In ogni caso, a prescindere dalle analisi empiriche e dai dati storici, è facile vedere che ci sono paesi sviluppati che dispongono di abbondanti risorse naturali, come Stati Uniti, Australia, Canada, Norvegia, Finlandia e Nuova Zelanda. Nel frattempo, altri come Nigeria, Angola, Venezuela, Iraq, Libia, Congo, Bolivia e Sudan, nonostante l’abbondanza di queste risorse, rimangono sottosviluppati.

Con ciò si può affermare che lo sviluppo, anche tardivo come nel caso della Cina o di altri Paesi, non dipende dall’abbondanza o dalla scarsità delle risorse naturali. Il processo è fondamentalmente politico e istituzionale. È costituito da istituzioni capaci di pianificare, eseguire e controllare programmi e progetti a lungo termine per perseguire questo obiettivo. Perché una maledizione si trasformi in una benedizione, è necessario molto di più che chiedere aiuto agli dei. Richiede una conoscenza approfondita della teoria dello sviluppo, delle esperienze internazionali e, soprattutto, della volontà e dell’azione politica.

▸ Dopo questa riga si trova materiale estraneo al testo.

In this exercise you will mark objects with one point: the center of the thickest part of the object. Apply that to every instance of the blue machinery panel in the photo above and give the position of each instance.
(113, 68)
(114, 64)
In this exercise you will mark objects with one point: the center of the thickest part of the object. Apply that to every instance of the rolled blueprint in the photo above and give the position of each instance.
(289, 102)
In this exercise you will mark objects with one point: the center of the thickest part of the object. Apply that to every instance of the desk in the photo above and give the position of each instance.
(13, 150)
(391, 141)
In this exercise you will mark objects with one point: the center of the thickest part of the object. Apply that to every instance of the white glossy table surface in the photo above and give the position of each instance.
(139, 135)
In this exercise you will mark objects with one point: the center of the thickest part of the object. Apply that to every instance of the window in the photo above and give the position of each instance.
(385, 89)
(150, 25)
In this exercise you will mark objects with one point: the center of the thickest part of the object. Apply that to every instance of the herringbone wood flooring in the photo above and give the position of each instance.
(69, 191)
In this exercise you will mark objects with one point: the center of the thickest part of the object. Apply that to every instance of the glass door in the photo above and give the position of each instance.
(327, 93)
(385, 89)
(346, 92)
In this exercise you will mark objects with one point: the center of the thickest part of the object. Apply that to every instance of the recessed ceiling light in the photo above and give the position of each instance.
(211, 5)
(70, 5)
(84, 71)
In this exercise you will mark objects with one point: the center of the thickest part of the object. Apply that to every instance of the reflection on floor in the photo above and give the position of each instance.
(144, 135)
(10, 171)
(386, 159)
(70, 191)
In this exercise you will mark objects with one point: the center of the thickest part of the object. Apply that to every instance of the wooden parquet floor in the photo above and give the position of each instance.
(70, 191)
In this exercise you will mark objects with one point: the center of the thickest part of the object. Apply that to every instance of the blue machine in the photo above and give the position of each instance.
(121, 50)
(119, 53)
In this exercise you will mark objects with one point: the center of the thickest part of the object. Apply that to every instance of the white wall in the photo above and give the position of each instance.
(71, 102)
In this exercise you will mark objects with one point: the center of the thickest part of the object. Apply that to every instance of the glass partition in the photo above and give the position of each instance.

Guardando al Brasile, si può dire che l’attuale livello di sottosviluppo non è causato dall’abbondanza o dalla scarsità delle risorse naturali. È a causa dell’incompetenza delle élite a strutturare un’alleanza politica attorno a un chiaro programma di sviluppo a lungo termine che ci tirerebbe fuori dalla quasi stagnazione in cui ci troviamo da più di 40 anni. Nel frattempo, la povertà, l’insicurezza pubblica, la scarsa qualità dell’istruzione e della sanità, il basso livello di servizi igienico-sanitari, la tragedia quotidiana dei trasporti pubblici nelle grandi città e molti altri problemi continuano a rendere la vita un inferno per la maggior parte della popolazione brasiliana.

*Sergio Gonzaga de Oliveira È un ingegnere (UFRJ) ed un economista (UNISUL).

note:


[1] Sachs, Jeffrey e Warner, Andrew. Abbondanza di risorse naturali e crescita economica. Centro per lo sviluppo internazionale e Istituto Harvard per lo sviluppo internazionale, 1997

[2] Brunnschweiler, Christa e Bulte, Erwin. La maledizione delle risorse rivisitata e rivista: una storia di paradossi e false piste. Giornale di economia e gestione ambientale 2008.

[3] Acemoglu, Daron e Robinson, James. Perché le nazioni falliscono. Elsevier Editora, Rio de Janeiro, RJ, 2012.

[4] Nelson, Richard. Le fonti della crescita economica. UNICAMP Editore, Campinas, SP, 2006.